Abstract

In the field of autonomous driving, cooperative perception through vehicle-to-vehicle communication significantly enhances environmental understanding by leveraging multi-sensor data, including LiDAR, cameras, and radar. However, traditional early or late fusion methods face challenges such as high bandwidth and computational resources, which make it difficult to balance data transmission efficiency with the accuracy of perception of the surrounding environment, especially for the detection of smaller objects such as pedestrians. To address these challenges, this paper proposes a novel cooperative perception framework based on two-stage intermediate-level sensor feature fusion specifically designed for complex traffic scenarios where pedestrians and vehicles coexist. In such scenarios, the model demonstrates superior performance in detecting small objects like pedestrians compared to mainstream perception methods while also improving the cooperative perception accuracy for medium and large objects such as vehicles.

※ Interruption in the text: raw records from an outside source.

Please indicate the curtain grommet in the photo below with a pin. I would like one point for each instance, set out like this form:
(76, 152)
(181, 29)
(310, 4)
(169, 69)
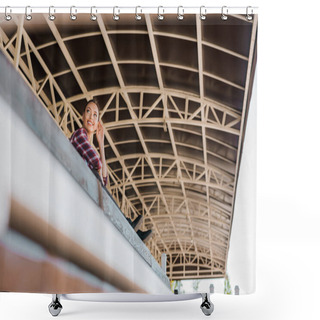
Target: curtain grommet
(249, 16)
(8, 17)
(180, 13)
(138, 15)
(203, 13)
(224, 13)
(116, 16)
(73, 16)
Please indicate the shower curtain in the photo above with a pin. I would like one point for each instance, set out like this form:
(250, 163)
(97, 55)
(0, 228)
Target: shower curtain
(128, 153)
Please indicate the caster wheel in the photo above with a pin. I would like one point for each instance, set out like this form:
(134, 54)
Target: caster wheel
(207, 308)
(55, 308)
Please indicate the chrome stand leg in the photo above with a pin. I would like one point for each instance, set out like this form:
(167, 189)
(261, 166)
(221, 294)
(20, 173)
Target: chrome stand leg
(206, 305)
(55, 306)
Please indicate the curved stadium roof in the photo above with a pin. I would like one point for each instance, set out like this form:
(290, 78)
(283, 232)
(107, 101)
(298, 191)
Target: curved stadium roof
(174, 97)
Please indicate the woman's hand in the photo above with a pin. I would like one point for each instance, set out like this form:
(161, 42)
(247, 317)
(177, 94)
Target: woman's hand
(100, 135)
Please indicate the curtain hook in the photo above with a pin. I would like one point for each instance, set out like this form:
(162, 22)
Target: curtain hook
(138, 17)
(203, 13)
(8, 17)
(180, 13)
(73, 16)
(116, 15)
(51, 16)
(28, 15)
(93, 16)
(249, 16)
(160, 15)
(224, 12)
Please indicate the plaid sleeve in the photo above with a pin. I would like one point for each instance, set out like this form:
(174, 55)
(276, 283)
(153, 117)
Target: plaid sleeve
(81, 143)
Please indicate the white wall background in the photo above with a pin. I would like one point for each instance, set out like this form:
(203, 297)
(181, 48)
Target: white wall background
(288, 240)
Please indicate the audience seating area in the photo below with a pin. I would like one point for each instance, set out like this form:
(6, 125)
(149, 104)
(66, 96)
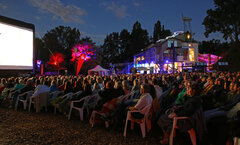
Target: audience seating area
(168, 103)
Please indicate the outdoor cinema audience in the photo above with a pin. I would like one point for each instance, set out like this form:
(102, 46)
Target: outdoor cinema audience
(204, 98)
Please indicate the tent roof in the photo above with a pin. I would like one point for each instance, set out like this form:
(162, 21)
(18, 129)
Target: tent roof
(98, 68)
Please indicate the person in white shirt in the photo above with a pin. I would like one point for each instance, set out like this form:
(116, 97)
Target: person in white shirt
(158, 89)
(41, 88)
(144, 100)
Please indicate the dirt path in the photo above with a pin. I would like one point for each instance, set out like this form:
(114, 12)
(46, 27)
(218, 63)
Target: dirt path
(21, 127)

Furthermore, to thoroughly validate the reliability of the proposed model, we conducted both qualitative and quantitative experiments on mainstream simulated and real-world datasets. The experimental results demonstrate that our approach outperforms state-of-the-art perception models in terms of mAP, achieving up to a 4.1% improvement in vehicle detection accuracy and a remarkable 29.2% enhancement in pedestrian detection accuracy.